On the second of February, 1856, the plaintiffs made an assignment in the court of probate, for the district of New Haven, under our statute for the benefit of their creditors, and on the 13th of February, 1857, they obtained the usual discharge. The defendants during the progress of these proceedings, obtained a judgment against the plaintiffs *89in 1856, at the September term of the Superior Court for the county of Litchfield, for the sum of $492110% debt, and 1161% costs of suit. In 1868, at the April term of the Superior Court for the county of Litchfield, the defendants brought an action of debt against the plaintiffs on this judgment, and on certain facts found the question as to what judgment should be rendered was reserved for the advice of this court. See Percy v. Foote, 36 Conn., 102. The Superior Court was advised to render judgment for the plaintiffs in that suit, the defendants in the present suit. This judgment has been rendered and execution stayed until a decision shall be had and a final decree passed upon this bill. The court below refused to grant an injunction to restrain the defendants from taking out execution on the judgment, or enforcing the same in any manner, and rendered judgment for the defendants, dismissing the bill.

Is this decision erroneous ?

We are clearly of opinion that it is not. In the case of Waterman v. Curtis, 30 Conn., 135, as well as in the case of Percy v. Foote, above quoted, the questions here involved were considered by this court and substantially settled. Those, it is true, were actions at law, while this is a bill in equity. But we can give no countenance to the idea that our statutes regarding the discharge of insolvent debtors are to receive one construction at law and another in chancery. The relief which the law gives to honest insolvent debtors should be fully and freely awarded. The mode and measure of that relief belong to, and are among the highest prerogatives of, the legislative power. By that power, not by the judiciary, must that relief be defined and determined. Paying a debt is performing a contract.
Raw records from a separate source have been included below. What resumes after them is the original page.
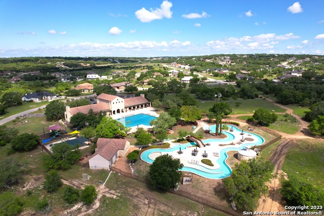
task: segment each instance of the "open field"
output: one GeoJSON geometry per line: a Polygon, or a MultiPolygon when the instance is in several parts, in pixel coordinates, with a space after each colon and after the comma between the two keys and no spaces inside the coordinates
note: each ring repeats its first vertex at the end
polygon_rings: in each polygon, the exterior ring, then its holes
{"type": "MultiPolygon", "coordinates": [[[[252,117],[251,115],[244,115],[238,116],[237,118],[247,120],[252,117]]],[[[293,120],[292,118],[293,117],[290,116],[286,118],[284,115],[279,114],[277,120],[267,127],[288,134],[296,134],[300,127],[300,122],[298,120],[293,120]],[[287,121],[285,120],[286,119],[287,121]]]]}
{"type": "Polygon", "coordinates": [[[16,106],[8,107],[7,110],[8,113],[5,115],[0,115],[0,119],[7,118],[7,117],[9,117],[15,114],[19,113],[31,109],[39,107],[40,106],[46,105],[49,103],[49,102],[48,101],[43,101],[39,103],[23,102],[21,106],[16,106]]]}
{"type": "Polygon", "coordinates": [[[48,121],[45,117],[31,117],[21,120],[14,122],[15,120],[10,121],[4,124],[9,127],[15,127],[19,131],[20,134],[24,133],[34,133],[37,135],[43,133],[43,127],[44,132],[47,133],[46,127],[53,124],[58,123],[58,121],[48,121]],[[28,121],[26,123],[22,123],[23,121],[28,121]]]}
{"type": "MultiPolygon", "coordinates": [[[[270,111],[274,110],[274,112],[285,112],[286,111],[285,109],[281,108],[266,100],[260,98],[247,100],[230,99],[228,101],[225,101],[225,102],[228,103],[233,110],[233,112],[231,114],[253,113],[253,111],[261,108],[266,109],[270,111]],[[240,103],[238,107],[235,105],[236,102],[240,103]]],[[[207,112],[210,108],[213,107],[215,103],[217,103],[216,101],[200,101],[200,103],[198,103],[198,107],[203,111],[207,112]]]]}
{"type": "Polygon", "coordinates": [[[287,153],[282,170],[302,181],[324,188],[324,143],[298,140],[287,153]]]}
{"type": "Polygon", "coordinates": [[[294,110],[294,114],[302,117],[305,116],[306,112],[310,111],[309,110],[309,107],[301,107],[295,104],[290,104],[285,105],[285,106],[293,109],[294,110]]]}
The constitution of the United States imposes a check even on state legislation, by inhibiting the passage of any law impairing the obligation of contracts, and that perhaps should admonish us to hesitate before extending our insolvent laws, by some fancied equitable construction, beyond their fair legal intent and meaning. We must leave the party where the law leaves him, discharged if the law discharges him; if not, equity can not be invoked *90to pronounce done, what the law has decided, to be undone. Equity indeed requires a man to pay his debts, if he has the means to pay them, and equity is not eager to accept anything short of actual payment as a discharge of the obligation.

There is no error in the decision complained of, and the judgment below is affirmed.

In this opinion the othér judges concurred; except Seymoub, J., who having been consulted while at the bar in another case between the same parties involving the same controversy, did not sit.